The investor crowd and now both Prime Minister Mark Carney and Ontario Premier Doug Ford, are pressing very hard to bring in more nuclear power, claiming it is affordable and the answer to fighting the climate crisis. Ford has repeatedly called nuclear power “clean and affordable.” That’s like calling lasagna and cheesecake weight loss foods.
Last August, Ford announced the biggest expansion of private power in Ontario’s history. In Ford’s announcement he uses the word affordable nine times.
According to Ontario’s Financial Accountability Office, Ford is spending up to $7 billion a year hiding and protecting former Premier Mike Harris’ hydro deregulation scheme.
Currently Ford guarantees the profits and taxpayers get the bill. Ford’s hydro scheme also involves public-private partnership (P3) financing. The record of P3s around the world is dismal.

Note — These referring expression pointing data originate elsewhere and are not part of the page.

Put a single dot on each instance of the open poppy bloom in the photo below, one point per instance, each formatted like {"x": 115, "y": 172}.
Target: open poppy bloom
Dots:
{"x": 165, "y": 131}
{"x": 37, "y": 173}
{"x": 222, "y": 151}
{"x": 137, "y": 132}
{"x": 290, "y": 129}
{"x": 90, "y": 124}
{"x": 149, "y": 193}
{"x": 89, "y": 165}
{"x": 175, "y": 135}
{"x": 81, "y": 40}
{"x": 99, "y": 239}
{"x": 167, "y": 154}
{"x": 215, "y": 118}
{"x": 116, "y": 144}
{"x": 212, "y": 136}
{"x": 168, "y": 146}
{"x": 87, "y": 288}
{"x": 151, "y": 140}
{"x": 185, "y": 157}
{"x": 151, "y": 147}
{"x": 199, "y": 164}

P3s are the most insidious form of privatization.
Is Ford going to use the public treasury to subsidize the inevitable rate increases from private nuclear plants too?
Showing exactly how expensive nuclear power is, the $34 billion debt at Ontario Hydro was almost entirely nuclear debt.
Harris claimed Hydro was so badly in debt as to be bankrupt. This claim was proven false by the final Ontario Hydro financial report in March of 1999 which showed that $1 billion of Hydro’s debt had been paid down and was on track to be paid off in 20 years. At the time critics said: “wouldn’t we all like to have a 20-year mortgage on our home because then you have an asset that serves you well!”
Harris then spent millions on an ad campaign promising “lower rates” from his hydro deregulation legislation, as well as promising that “nothing will go wrong.” Under Harris’s corporate hydro for profit scheme, By 2007 rates doubled. By 2010 rates had tripled, and by 2018 rates had quadrupled.
During the Hydro One court case Justice Arthur Gans asked the Harris lawyer: “How did you expect to pay off the debt by separating the revenue stream from the asset? Why did you separate the debt from the asset?” Without batting an eye, the Harris lawyer said: “To make it easier to sell.”
Hard to believe but the privatization of the Bruce nuclear plant in a long-term lease was a far worse deal than the Hwy 407 privatization. The Harris government privatized the profits but kept public the debt, the risks and the pollution. It was a fabulous deal for private companies but a complete rip off for the people of Ontario.
The mining and production of nuclear fuel is a very dirty business and very carbon intensive. Private investors never talk about the waste problem. Nuclear power is also very inefficient; a large chunk of inefficient nuclear power is lost to heat and line loss. Where is the conservation? You will never see private investors call for conservation. using less power from real conservation measures, means less demand and less profit.
If every driver in Ontario plugged in their electric vehicle after work at the same time when demand is already high, the system would fail quite dramatically. The needed infrastructure build will require massive investment in generation, transmission, and particularly distribution, including charging stations and home charging units.
A number of countries have recognized the fact that the transition over to conservation and renewables will never happen under a for- profit system and have brought in public green power companies. Australia has and as has nine of the top ten European countries who are leading the energy transition to renewables. These countries all have one thing in common: A publicly owned renewable energy company driving the process.
Conservation is ten times less expensive than building new generation plants and the cost of wind and solar has dropped dramatically, with many other countries taking the publicly owned conservation and renewables path, so should we.
Ford’s record expansion of private for-profit nuclear power will drive rates up and be very expensive for both the public and business.